I would suggest making a meal plan for the week.  Sit down and figure out what you’re going to have, shop for those things, and then make them.  We do this every weekend and it has been very helpful both financially and during the week.  Since we know what we’re having, we can make a few things over the weekend when we have more time– even if it’s just cooking up 2 or 3 servings of rice, or one soup/stew, or prepping some veggies for stir-fry– whatever will take the most time that night and can keep for a few days in the fridge.  We write the menu on our calendar and whomever is home first (745pm-ish) starts making the meal.  It saves the hassle of “what am I cooking tonight” and it elimates the “we’ll just go out” bug (for the most part). 

I work 60 hours/week and find that if I can have one or two dishes cooked over the weekend, it elimates a lot of the hassle during the week– peas and rice, a curry, a soup/stew, lasagna, enchiladas, etc.– something that makes a handful of servings so we can both have it for dinner and one or two lunches.  I also will make up a batch of “egg mc muffins” over the weekend and freeze them.  Bake eggs in muffin tins, assemble the muffin, wrap in plastic wrap and foil, place in fridge the night before and then they take 30 secs to warm up.  Or, I’ll make a big pot of oatmeal, then I add my “fresh ingredients” the day of….

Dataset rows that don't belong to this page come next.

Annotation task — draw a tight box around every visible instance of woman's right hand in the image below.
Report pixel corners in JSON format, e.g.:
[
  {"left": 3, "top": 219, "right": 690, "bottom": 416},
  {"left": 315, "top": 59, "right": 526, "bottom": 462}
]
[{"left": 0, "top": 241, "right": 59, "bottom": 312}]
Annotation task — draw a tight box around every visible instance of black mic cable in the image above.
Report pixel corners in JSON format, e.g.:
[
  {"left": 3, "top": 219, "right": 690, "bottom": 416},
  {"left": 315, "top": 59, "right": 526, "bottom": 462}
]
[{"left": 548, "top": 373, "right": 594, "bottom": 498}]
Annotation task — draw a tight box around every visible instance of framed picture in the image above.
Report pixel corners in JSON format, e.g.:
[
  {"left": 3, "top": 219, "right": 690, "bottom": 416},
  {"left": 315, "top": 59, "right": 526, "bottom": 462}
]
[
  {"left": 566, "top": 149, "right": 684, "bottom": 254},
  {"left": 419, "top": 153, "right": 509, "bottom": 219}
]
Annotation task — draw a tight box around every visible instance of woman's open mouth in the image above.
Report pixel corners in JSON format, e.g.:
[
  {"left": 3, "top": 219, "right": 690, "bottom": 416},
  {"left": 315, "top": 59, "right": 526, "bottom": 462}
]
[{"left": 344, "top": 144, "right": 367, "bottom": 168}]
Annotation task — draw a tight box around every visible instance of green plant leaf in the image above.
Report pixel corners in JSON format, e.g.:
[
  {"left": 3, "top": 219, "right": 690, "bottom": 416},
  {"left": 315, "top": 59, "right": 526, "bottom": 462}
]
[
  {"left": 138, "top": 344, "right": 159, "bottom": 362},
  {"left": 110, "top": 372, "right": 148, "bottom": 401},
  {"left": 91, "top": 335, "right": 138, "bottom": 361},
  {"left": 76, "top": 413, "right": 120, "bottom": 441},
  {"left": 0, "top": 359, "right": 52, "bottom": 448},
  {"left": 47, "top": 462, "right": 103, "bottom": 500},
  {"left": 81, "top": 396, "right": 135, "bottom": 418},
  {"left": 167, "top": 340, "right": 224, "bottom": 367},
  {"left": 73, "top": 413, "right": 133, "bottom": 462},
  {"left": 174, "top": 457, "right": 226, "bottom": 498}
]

I think a lot of your problem is not being prepared/thinking ahead when you do have some time to do some cooking.  It takes a while to get in the habit, but once you have your menu, your groceries, and have done some time consuming prep work, the actual assembly of the meal might only be 20 minutes to warm things through/put finishing touches on things, etc.  Also, I used to not enjoy cooking until I dated someone who did enjoy it and we did a lot of cooking together; and it’s one of my husband and my favorite activities now.  I know neither of you enjoy it, but it might be better together?

I’m sorry this has become such a frustrating ordeal.  Food is delicious and a delight of life; I hope you guys can find your way out of the rut and find work nights to be less stressful/annoying!

Post # 5
6998 posts
Busy Beekeeper
  • Wedding: February 2011

do you have a crockpot? my husband and i are on this crockpot kick – makes cooking simple since you just put ingrediants in and leaev it alone

my favorite right now – shreadded bbq chicken

throw 3 chicken breasts in a crock pot with a tiny bit of water and a bottle of bbq sauce – cook on high for 4-6 hours and then shred with 2 forks. EASY PEASY!

i usually just throw it all in a tupperware in the fridge for the week…we’ve made bbq sandwhiches with it, bbq chicken pizza, quesadillas with peppers – all really easy meals.

i highly suggest a crockpot -that way you can make a ton of food and use it for different things throughout the week.

Post # 7
7173 posts
Busy Beekeeper

When I get bored with food I start playing around with spices and herbs.  Or, I’ll dig up recipes online and give them a try.

I totally know what you mean about coming home, not wanting to cook – and/or cooking, eating, washing up – and then it’s time for bed.   It’s exhausting.

But – what’s the alternative?  Eating unhealthy food.  

That alone is incentive to me to at least try.  The more we try to do dinner at home, the easier it gets.  Some weeks are better than others and some weeks we throw out more than others.  We are getting better about buying what we need or using what we have.

Dinner doesn’t have to take two hours.  We can usually bust something out in 30 minutes or so.  The key is to have stuff in your fridge and then just throw it together.  I usually cook enough at night that I take whatever is leftover for lunch the next day.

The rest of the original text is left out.